Akhara Membership and Affiliation
Akhara membership is nearly impossible to determine in any objective empirical sense. Most akhara elders with whom I spoke claimed that their “irregular membership”—those who come when they have time but do not follow a strict regime of exercise—numbered in the hundreds. Some elders generalized to the point of saying that everyone in their proximal neighborhood was in theory an akhara member. Moreover, a number of people claimed membership in one akhara or another on the basis of very casual and circuitous association: friends of friends, neighbors, or hyperextended kinship.
The larger akharas—Ram Singh, Bara Ganesh, Swaminath, and Gaya Seth—estimate that their regular membership is between sixty and seventy. However, on any one day there are between twenty-five and thirty wrestlers who attend morning practice (see plate 12). At the smaller akharas—Ram Kund, Ishvarigangi, Ram Sevak, Sant Ram, and Ragunath Maharaj—regular membership is between forty and fifty, with fifteen to twenty wrestlers attending on any one day. My use of the term “member” refers to anyone who comes to an akhara regularly, however “regularly” may be defined. It is a purposefully vague formulation and is in keeping with the attitude of most wrestlers. An example will help illustrate this point.
The akhara with which I affiliated is formally known by the title Antrashtriya, Sarwajanik Akhara Ram Singh (The International, Public Akhara Ram Singh) which appears in bold blue letters on the pavilion’s entablature. One year when the akhara was repainted there was serious disagreement as to whether the word “public” (sarwajanik) ought to be part of the official name. Most members say that an akhara is eminently public and that this should be made explicit.

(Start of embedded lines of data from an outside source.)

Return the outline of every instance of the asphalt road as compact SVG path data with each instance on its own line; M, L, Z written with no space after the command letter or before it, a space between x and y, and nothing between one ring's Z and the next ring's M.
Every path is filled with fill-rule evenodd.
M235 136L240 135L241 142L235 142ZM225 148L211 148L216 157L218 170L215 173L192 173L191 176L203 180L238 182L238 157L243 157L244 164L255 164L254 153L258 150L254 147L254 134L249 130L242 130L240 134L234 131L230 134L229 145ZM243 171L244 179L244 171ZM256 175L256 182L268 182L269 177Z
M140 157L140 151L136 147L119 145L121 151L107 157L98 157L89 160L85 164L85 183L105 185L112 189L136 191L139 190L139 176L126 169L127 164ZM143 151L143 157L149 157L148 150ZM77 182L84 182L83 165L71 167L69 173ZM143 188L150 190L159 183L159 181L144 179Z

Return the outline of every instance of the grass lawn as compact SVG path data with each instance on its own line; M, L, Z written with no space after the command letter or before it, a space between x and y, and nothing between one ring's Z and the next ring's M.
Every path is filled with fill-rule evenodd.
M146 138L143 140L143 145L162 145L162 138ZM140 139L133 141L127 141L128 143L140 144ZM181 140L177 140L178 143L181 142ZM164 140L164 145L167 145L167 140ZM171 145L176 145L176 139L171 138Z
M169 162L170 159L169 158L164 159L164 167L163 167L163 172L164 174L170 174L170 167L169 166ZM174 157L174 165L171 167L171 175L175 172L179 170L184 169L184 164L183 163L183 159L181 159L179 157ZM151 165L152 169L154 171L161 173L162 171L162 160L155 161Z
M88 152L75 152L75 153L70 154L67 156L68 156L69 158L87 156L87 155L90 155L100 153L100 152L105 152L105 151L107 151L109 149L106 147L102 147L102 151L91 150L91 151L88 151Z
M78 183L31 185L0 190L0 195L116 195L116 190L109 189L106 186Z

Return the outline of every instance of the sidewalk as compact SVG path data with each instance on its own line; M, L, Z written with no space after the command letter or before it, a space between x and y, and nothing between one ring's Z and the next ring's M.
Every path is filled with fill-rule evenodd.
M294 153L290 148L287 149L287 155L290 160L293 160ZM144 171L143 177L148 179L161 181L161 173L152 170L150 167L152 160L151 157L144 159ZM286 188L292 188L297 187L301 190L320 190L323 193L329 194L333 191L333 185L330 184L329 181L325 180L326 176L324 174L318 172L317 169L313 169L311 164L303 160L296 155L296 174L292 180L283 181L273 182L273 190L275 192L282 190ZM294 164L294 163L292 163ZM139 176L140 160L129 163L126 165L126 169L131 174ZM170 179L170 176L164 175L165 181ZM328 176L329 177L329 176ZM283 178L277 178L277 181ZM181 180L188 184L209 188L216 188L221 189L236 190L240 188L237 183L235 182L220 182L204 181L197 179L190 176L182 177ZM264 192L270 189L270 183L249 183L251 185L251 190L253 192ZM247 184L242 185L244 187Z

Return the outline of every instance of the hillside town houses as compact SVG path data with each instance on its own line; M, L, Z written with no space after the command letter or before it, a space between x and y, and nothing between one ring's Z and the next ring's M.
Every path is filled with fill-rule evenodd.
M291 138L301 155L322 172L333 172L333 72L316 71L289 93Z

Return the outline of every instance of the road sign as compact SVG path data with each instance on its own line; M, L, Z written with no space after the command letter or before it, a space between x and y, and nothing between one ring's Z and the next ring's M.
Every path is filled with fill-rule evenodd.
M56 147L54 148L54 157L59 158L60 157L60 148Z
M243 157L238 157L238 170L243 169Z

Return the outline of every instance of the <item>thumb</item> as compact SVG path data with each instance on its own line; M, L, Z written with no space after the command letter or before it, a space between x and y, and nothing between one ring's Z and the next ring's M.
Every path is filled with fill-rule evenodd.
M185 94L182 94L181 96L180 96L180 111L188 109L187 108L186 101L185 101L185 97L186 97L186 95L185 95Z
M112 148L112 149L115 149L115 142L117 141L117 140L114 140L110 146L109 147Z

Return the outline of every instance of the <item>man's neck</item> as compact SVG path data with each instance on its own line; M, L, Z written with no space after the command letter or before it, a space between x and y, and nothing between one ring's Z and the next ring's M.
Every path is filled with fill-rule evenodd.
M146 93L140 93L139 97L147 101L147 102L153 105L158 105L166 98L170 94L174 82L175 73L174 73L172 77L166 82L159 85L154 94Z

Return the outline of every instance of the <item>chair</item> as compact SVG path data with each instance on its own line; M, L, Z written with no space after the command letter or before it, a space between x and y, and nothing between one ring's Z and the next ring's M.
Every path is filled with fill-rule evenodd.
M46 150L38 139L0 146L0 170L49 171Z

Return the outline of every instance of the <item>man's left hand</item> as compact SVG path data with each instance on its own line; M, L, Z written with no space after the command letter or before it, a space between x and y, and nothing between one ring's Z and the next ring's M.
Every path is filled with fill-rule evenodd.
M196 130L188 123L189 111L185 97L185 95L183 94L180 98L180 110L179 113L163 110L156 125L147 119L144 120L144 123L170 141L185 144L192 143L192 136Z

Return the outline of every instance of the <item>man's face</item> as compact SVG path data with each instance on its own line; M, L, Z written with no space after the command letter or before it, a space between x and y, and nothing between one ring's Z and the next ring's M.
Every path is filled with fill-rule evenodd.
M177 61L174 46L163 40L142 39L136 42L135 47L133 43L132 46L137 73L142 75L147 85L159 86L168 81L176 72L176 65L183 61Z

Many members are proud of the fact that anyone can come to their akhara. Exercise, they argue, is something that ought not to be restricted through exclusive membership. However, even those who aspire to such high ideals of egalitarian inclusiveness recognize that in some Hindu akharas Muslims and untouchables are either overtly excluded or covertly discriminated against. One can say that the problematic meaning of the term “public” is derived from the juxtaposition of a general ethic of equality set over and against social exclusiveness and caste chauvinism. The reason a number of akhara members were against including the word “public” in the title was that it would reify a comfortably ambiguous situation. Those in favor wanted to preempt that ambiguity by formalizing an ideal of total inclusiveness. In the end the word “public” was painted on the entablature, which played no small role in the trials and tribulations of a not-quite-postpositivist ethnographer’s search for demographic statistics. “Just how many wards do you have, Guru ji?” I asked. And he replied, “Who knows, my son, it is a public place.”

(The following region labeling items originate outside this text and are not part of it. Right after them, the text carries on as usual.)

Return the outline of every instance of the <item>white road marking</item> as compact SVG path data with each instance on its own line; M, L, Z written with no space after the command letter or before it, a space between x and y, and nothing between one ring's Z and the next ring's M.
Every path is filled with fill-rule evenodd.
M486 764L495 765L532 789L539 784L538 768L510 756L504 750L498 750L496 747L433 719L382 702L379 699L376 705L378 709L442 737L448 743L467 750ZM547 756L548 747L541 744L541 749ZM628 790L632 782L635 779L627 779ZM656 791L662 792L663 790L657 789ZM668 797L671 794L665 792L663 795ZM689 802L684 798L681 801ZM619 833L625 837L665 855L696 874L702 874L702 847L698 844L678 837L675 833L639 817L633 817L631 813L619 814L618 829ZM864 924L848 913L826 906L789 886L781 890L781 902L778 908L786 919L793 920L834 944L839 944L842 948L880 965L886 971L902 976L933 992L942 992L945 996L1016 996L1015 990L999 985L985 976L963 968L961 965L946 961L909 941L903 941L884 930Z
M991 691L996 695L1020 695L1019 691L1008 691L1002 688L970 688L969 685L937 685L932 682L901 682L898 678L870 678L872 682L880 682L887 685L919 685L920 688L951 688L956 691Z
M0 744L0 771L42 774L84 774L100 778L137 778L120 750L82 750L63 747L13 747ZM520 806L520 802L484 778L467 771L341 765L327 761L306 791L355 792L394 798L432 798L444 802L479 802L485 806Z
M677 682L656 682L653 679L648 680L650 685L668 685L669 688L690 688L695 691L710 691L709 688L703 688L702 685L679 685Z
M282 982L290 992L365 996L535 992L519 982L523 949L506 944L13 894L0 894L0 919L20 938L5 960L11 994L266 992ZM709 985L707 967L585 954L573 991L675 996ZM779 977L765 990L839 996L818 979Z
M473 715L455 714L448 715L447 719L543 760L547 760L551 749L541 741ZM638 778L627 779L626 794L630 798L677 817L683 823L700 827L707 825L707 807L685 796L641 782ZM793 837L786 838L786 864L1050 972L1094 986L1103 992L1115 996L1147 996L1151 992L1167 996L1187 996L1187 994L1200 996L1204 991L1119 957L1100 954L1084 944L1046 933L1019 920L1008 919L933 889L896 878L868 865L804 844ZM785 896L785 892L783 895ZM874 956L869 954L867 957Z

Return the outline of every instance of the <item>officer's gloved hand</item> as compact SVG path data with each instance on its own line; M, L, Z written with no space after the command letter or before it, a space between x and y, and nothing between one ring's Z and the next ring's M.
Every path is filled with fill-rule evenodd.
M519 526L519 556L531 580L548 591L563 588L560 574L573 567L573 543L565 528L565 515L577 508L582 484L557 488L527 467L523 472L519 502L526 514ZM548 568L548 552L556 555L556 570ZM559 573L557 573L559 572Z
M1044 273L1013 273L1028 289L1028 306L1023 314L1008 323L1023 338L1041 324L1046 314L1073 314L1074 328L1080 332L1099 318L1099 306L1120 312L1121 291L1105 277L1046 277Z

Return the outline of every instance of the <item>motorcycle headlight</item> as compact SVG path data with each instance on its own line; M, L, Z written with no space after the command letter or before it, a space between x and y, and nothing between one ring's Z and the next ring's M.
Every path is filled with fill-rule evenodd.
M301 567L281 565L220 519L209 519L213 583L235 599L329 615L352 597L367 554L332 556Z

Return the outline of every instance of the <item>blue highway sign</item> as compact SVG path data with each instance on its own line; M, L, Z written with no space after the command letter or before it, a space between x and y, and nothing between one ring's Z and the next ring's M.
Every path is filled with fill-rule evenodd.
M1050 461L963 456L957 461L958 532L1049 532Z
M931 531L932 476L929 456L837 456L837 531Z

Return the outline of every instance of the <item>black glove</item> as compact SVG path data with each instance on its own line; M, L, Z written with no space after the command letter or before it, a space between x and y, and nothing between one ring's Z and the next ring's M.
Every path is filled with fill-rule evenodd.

Although membership is free and easy, an initiation ceremony formally inducts a novice wrestler into an akhara. The ritual of initiation varies from one akhara to another but is generally as follows. After attending an akhara for some time the guru will tell a wrestler that it is time for his initiation. On the appointed day the young wrestler brings with him a new langot, a sapha (head cloth/turban), prasad (usually in the form of laddus made of besan [chickpea flour] and sugar), paraffin or oil, cotton to make a wick for the prayer lamp, and a garland of flowers to place around the image of Hanuman. After practice the sapha and langot are offered to the guru along with cash. The sum is usually eleven rupees but any multiple of ten plus one is acceptable. The guru then takes the garland and lights the lamp after placing the prasad in front of the figure of Hanuman. The initiate is asked to honor Lord Hanuman and to swear allegiance to the akhara and the founding guru. The prasad is then taken and distributed among the other members of the akhara. The conclusion and most important part of the ceremony is when five laddus are taken and buried in the four corners and center of the pit. There is no drama associated with this rite. The whole event is rather low-key and does not seem to mark a dramatic change of status. The initiate still comes to the akhara as before and there are no privileges attached to initiated membership. Indeed, the distinction between one who has and one who has not been initiated is rarely made. Initiation does establish a bond between guru and chela. Although a guru will instruct an uninitiated member, it is said that a person can only really understand what a guru is telling him after having been initiated. Initiation is not a marker of membership in any empirical sense, but it effects a bond of respect and obligation between teacher and disciple.